Volví a aquellos
tiempos en que la inocencia aún circulaba por mis venas. Me vi pequeño e
indefenso. Por esos días en mi cabeza solo existían ideas infantiles. Jugar,
jugar y jugar. Las preocupaciones no perturbaban mi mundo. Unos años más tarde,
mi mente se abría a nuevas ideas, a nuevos horizontes. La inocencia poco a poco
se fue mitigando, haciéndose cada vez más débil hasta que solo fue un recuerdo.
Me vi a mismo cometer error tras error. Me avergoncé de mi persona por tantas
cosas que dije sin pensar.

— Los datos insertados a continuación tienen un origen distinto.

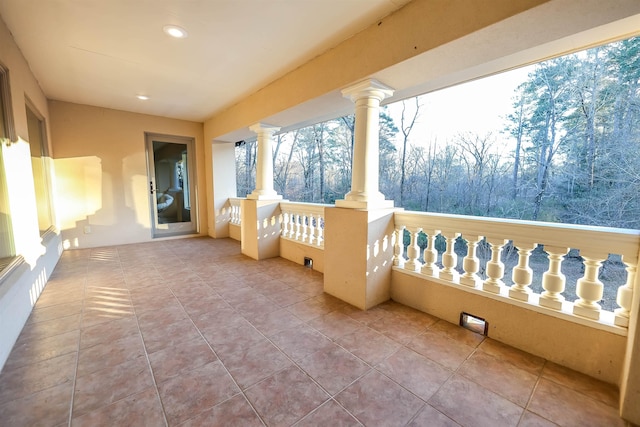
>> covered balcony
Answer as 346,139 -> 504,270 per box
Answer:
0,0 -> 640,426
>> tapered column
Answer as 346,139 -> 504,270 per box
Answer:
247,123 -> 282,200
336,79 -> 393,209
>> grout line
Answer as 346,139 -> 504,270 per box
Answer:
68,262 -> 89,427
114,247 -> 169,426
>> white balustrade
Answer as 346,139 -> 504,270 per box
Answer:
393,226 -> 404,267
404,227 -> 422,271
280,202 -> 332,247
615,259 -> 638,327
509,242 -> 538,301
540,245 -> 569,310
440,231 -> 460,283
573,251 -> 609,320
420,230 -> 440,277
460,236 -> 484,288
393,211 -> 640,327
482,238 -> 509,294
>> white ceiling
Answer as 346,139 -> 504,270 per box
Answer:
0,0 -> 409,122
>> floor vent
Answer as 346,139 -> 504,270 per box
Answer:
460,311 -> 489,336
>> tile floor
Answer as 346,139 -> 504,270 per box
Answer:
0,238 -> 624,427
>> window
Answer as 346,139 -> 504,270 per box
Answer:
0,65 -> 15,264
26,102 -> 53,234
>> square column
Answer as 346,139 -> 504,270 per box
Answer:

Sentí pena de las veces que me vi llorar y sufrir
por lo que ahora considero una tontería. Quizá, por aquel entonces, le di
demasiada importancia a aquello.
En el camino conocí la
amistad, el amor y el odio. Llegaron a mi vida personas valiosas con las que
compartí y disfruté. Atesoré momentos inolvidables. Aprendí a confiar y a
desconfiar. También aprendí a valorar a las personas por lo que eran y no por
lo que tenían. Averigüé lo que era el amor, aquel sentimiento impredecible y
misterioso que así como nos alegraba nos entristecía. Sucumbí a sus encantos y
sufrí las consecuencias. Vislumbré como el odio nacía en mi interior, pero
antes que tomara forma lo deseché. No creo tener la capacidad de odiar a
alguien. Hasta el día de hoy he perdonado a cada persona que me pudo causar
daño alguno, ya sea de forma intencional o no.
Haciendo un recuento de
lo que soy hasta ahora, creo haber aprendido muchas cosas y otras tantas que,
quizá, no quise aprender. Creo haber aprendido de cada uno de mis errores.
Disfruto de cada momento, pues todos son valiosos, y más aún cuando estoy con
las personas que yo he elegido para que sean parte de mi realidad.